Further, when the probe joint 10c is inserted in the blind hole 17h, the permanent magnets 17m and 10m are positioned in contact with or close to each other, and the connecting joint 17c and the probe joint 10c can be connected (attracted) by the force of attraction based on the magnetic force between the permanent magnets 17m and 10m.

Accordingly, it is possible to suppress the probe 10 from falling and being damaged when attaching and detaching the probe 10 to and from the load transmission shaft 17.

Further, it is not required to connect the load transmission shaft 17 and the probe 10 while holding the probe 10 with one hand to prevent the probe 10 from falling, so attachment and detachment can be easily achieved.

Further, connection of the connecting joint 17c and the probe joint 10c by the magnetic force of the permanent magnets 17m and 10m may be achieved by weak force of attraction at a level that prevents falling of the probe 10 in attachment and detachment.

Accordingly, when connecting parts such as bolts for mechanically connecting the connecting joint 17c and the probe joint 10c are separately provided, it is possible to perform thermal analysis with the connecting joint 17c and the probe joint 10c firmly fixed by connecting parts.

The connecting mechanism may be, for example, as shown in FIG. 2, a structure of fastening a bolt 17T into a thread hole 17s extending in the radial direction crossing the axial direction L from the outer surface of the connecting joint 17c and formed through the blind hole 17h.

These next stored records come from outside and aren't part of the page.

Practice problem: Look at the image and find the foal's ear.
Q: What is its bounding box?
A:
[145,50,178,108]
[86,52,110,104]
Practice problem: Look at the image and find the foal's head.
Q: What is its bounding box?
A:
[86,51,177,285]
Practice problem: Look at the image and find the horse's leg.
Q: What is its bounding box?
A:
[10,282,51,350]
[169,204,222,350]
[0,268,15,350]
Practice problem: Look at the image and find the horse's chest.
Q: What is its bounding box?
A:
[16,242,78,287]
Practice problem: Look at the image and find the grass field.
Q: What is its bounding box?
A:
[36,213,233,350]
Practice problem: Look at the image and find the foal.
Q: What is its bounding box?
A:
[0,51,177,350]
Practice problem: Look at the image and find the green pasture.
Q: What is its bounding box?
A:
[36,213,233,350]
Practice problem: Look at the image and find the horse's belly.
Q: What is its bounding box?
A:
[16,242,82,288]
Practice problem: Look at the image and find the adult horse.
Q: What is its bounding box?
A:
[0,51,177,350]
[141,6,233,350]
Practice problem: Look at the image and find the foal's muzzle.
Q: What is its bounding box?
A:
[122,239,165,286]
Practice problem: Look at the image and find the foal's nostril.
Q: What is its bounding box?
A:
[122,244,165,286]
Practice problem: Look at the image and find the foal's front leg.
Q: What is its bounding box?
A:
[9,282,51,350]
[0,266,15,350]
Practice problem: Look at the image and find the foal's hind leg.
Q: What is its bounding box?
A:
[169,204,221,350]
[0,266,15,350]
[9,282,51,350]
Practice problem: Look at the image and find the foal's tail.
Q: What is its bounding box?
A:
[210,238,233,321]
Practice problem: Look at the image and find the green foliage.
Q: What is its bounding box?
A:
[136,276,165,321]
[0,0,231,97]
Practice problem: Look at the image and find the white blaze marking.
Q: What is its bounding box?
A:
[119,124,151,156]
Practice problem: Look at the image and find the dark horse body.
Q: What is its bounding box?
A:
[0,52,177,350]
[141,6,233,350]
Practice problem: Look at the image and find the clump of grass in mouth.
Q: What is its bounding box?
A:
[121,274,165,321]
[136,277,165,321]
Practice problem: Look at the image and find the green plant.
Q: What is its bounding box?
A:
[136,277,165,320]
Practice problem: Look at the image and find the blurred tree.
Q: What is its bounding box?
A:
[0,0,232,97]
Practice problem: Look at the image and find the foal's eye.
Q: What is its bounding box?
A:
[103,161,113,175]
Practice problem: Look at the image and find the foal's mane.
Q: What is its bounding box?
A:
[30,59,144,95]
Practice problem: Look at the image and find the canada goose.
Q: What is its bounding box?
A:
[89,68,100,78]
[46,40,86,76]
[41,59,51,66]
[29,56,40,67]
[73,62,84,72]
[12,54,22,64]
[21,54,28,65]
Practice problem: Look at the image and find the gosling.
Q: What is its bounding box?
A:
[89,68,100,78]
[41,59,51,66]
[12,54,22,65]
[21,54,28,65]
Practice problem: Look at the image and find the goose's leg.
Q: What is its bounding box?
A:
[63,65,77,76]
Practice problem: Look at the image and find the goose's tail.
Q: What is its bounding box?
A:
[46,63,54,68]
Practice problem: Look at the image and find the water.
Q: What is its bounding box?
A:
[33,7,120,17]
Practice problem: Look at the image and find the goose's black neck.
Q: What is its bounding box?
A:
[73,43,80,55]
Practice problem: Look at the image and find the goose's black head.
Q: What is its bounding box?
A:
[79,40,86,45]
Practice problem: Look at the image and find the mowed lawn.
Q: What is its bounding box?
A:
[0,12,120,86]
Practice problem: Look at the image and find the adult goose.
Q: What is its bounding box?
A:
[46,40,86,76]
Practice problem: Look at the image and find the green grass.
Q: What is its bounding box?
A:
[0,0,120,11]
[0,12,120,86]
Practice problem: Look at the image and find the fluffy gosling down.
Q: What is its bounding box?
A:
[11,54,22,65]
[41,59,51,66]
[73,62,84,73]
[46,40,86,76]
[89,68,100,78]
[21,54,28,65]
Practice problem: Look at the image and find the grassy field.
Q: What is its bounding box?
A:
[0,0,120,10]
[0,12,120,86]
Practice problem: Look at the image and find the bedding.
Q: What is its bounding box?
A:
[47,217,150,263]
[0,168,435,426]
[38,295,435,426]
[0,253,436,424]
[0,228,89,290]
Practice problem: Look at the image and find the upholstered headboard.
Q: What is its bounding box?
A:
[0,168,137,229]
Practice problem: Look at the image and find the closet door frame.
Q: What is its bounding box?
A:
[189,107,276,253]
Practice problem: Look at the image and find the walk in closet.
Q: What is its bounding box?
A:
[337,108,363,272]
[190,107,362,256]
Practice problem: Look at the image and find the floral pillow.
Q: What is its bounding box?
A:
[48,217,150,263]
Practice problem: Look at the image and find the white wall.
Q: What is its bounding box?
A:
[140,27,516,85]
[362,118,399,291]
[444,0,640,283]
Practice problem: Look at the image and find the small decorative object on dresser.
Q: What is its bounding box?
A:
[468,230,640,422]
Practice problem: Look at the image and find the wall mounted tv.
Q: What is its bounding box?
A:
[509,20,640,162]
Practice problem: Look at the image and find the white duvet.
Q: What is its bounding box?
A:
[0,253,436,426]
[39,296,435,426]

Further, a concave groove 10d recessed in the radial direction and extending around the entire probe joint 10c is formed opposite the head of the bolt 17T in the probe joint 10c. When the bolt 17T is fastened, the front end of the bolt 17T is fitted in the concave groove 10d, whereby the connecting joint 17c and the probe joint 10c can be mechanically connected.

The thread hole 17s, the bolt 17T, and the concave groove 10d corresponds to the “connecting mechanism” in claims.

Further, as shown in FIG. 1, in this embodiment, a magnetic shield member 19 is provided between the connecting joint 17c and both the load generator 5 and the displacement detection mechanism 6a, 6b on a second side along the axial direction L.

Accordingly, it is possible to suppress the magnetic force of the magnet in the connecting joint 17c or the probe joint 10c from interfering with the detection signal of the displacement detection mechanism 6a, 6b and it is possible to suppress deterioration of the measurement precision.

Iron, silicon steel, Permalloy, Permendur, etc. may be used as the magnetic shield member 19.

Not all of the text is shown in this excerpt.